Portos, The World's Smallest RTOS

Portos works without Tasks, Mailboxes, Semaphores

How it works?

Your critical functions: give them a high priority level, and they will preempt lower priority functions

Easily select the priority level by adding one argument, po_priority:

void rotate_eye(po_priority(HIGH), double angle) {...}

void print_in_background(po_priority(LOW), char *format, int a, int b) {...}

The Portos preprocessor and scheduler will do the rest of the job

There are no inter-task communications

You save stack space, context switches, inter-task messages

Memory footprint is 1 to 2 KB


Super Fast

Novel, extremely fast scheduler (that doesn't use tasks)

Novel and extremely efficient dynamic memory allocation

No interrupt locking (depending on desired version)


Super Easy

The same argument you use to assign a priority level, you can reuse it to assign a time, a signal, a queue:

rotate_eye(po_time(123), 0.5);

search_satellites(po_signal(LOST), Satellites *s, int length);

The above functions are automatically called when time is 123 or when LOST signal is received. They automatically execute at the predefined priority level

If you really need tasks, functions can be quickly grouped (or ungrouped) into supertasks (not yet implemented)

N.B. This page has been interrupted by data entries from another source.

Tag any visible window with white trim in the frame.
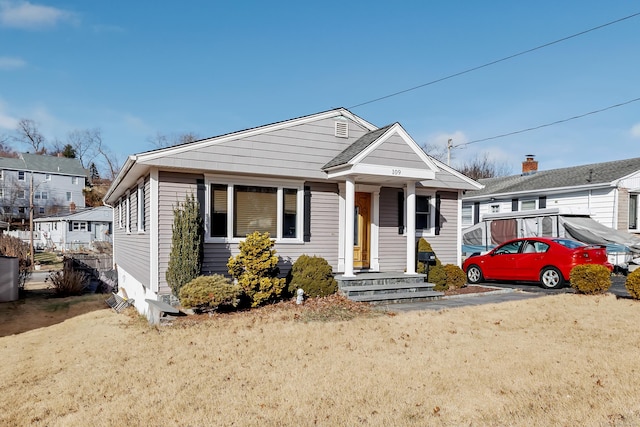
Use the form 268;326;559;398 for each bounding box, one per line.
118;199;123;229
630;194;638;230
72;221;87;231
137;183;145;232
491;204;500;213
125;193;131;233
66;192;72;202
18;171;25;181
521;200;536;211
0;189;3;198
72;176;79;185
45;174;51;181
18;190;26;199
0;170;3;180
207;180;302;241
416;195;432;230
39;207;45;214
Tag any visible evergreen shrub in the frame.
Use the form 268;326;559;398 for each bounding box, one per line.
417;237;441;274
625;269;640;299
228;231;286;307
570;264;611;294
443;264;467;290
166;193;203;297
179;275;242;312
428;264;448;291
287;255;337;298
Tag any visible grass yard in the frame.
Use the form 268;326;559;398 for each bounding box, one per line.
1;292;640;426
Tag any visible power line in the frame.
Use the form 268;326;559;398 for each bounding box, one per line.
458;96;640;147
348;11;640;109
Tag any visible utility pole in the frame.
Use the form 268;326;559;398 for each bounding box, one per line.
29;172;34;268
447;139;453;166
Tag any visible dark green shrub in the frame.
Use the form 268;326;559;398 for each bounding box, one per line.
417;238;441;274
625;269;640;299
228;231;286;307
166;193;203;297
287;255;337;298
179;275;242;312
444;264;466;290
0;234;32;290
428;264;448;291
46;267;88;297
570;264;611;294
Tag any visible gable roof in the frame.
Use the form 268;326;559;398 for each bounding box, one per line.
464;157;640;199
34;206;112;223
0;153;87;176
322;125;394;169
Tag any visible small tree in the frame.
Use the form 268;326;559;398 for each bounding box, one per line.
227;231;285;307
165;193;203;297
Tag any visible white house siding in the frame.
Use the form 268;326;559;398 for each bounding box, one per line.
113;177;151;291
618;188;629;230
139;118;370;180
361;134;426;169
429;191;459;265
378;187;406;271
157;171;200;295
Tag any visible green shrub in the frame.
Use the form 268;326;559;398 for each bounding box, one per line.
287;255;337;298
444;264;466;290
179;275;242;312
166;193;203;297
417;238;441;274
625;269;640;299
0;234;32;290
428;264;448;291
46;268;88;297
570;264;611;294
228;231;286;307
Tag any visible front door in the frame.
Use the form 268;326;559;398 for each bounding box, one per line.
353;192;371;269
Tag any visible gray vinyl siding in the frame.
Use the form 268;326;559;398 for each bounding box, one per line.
157;171;201;295
429;191;459;265
378;187;407;271
139;118;370;180
113;178;151;288
361;134;426;169
201;181;341;276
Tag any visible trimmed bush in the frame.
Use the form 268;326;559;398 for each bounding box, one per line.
228;231;286;307
625;269;640;299
166;193;203;297
179;275;242;312
428;264;448;291
570;264;611;294
287;255;337;298
444;264;467;290
46;268;88;297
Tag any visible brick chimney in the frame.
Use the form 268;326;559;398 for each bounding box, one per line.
522;154;538;174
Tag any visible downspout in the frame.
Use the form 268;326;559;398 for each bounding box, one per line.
613;186;619;230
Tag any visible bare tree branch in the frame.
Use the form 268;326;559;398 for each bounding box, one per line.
455;153;513;180
148;132;199;149
14;119;46;153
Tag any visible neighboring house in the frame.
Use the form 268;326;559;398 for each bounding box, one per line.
33;206;113;252
0;153;88;224
462;155;640;234
104;108;482;314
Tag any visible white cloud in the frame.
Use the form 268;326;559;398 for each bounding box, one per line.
0;1;75;29
0;56;25;69
0;100;18;130
631;123;640;139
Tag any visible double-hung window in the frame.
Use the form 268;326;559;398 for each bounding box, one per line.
137;183;145;232
207;178;302;241
416;195;431;230
18;171;25;181
630;194;638;230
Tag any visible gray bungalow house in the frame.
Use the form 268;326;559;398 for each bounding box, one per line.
33;206;112;252
104;108;481;314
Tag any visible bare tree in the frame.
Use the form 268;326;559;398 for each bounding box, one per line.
66;128;102;168
94;132;120;180
455;153;512;180
14;119;46;153
420;142;448;163
148;132;200;149
0;136;18;158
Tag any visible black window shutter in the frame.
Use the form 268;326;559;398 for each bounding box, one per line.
196;179;206;221
87;222;92;232
68;221;73;232
303;186;311;242
398;190;405;234
473;202;480;225
512;199;518;211
434;194;441;235
539;196;547;209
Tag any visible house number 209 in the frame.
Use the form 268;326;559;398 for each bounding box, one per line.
391;169;402;175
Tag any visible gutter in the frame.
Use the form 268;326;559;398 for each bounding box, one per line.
103;155;137;203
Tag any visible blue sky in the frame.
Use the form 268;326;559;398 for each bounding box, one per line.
1;0;639;175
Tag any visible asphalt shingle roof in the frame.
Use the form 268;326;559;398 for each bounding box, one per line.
0;153;86;176
466;157;640;197
322;124;394;170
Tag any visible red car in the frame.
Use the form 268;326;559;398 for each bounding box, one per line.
462;237;613;289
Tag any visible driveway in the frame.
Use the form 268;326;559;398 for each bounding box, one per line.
482;274;630;297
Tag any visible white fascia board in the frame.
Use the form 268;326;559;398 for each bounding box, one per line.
104;155;137;204
612;169;640;186
462;182;613;201
137;109;377;163
326;163;435;180
429;156;484;189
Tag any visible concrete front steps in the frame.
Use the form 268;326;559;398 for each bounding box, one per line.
336;272;444;304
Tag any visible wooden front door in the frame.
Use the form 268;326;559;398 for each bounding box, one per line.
353;192;371;269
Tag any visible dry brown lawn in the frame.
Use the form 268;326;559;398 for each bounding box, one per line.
2;292;640;426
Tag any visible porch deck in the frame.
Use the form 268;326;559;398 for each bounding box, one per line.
335;272;444;304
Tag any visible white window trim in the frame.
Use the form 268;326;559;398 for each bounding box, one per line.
45;173;51;181
204;174;304;244
137;181;145;233
118;198;123;229
520;199;537;211
72;221;88;231
125;192;131;234
18;171;25;181
461;204;473;227
413;190;436;237
0;170;3;180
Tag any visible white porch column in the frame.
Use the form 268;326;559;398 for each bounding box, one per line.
370;189;380;271
344;177;356;277
405;181;416;274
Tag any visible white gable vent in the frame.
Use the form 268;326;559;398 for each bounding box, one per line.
335;121;349;138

Less number of lines in your code, lower number of bugs, faster time to market

If your project has a unique thread, you can try Portos to easily add priority levels, which allows you to reduce processor speed

Examples

You can see the simplicity and power of Portos by looking at these short examples

Printing in background task

Queue of DMA requests

Supported Platforms

First version is now available as add-on for DSP/BIOS of Texas Instruments. It runs on all DSPs supported by DSP/BIOS.

Standalone version for ARM processor is under development.

C language and MS Windows are currently supported.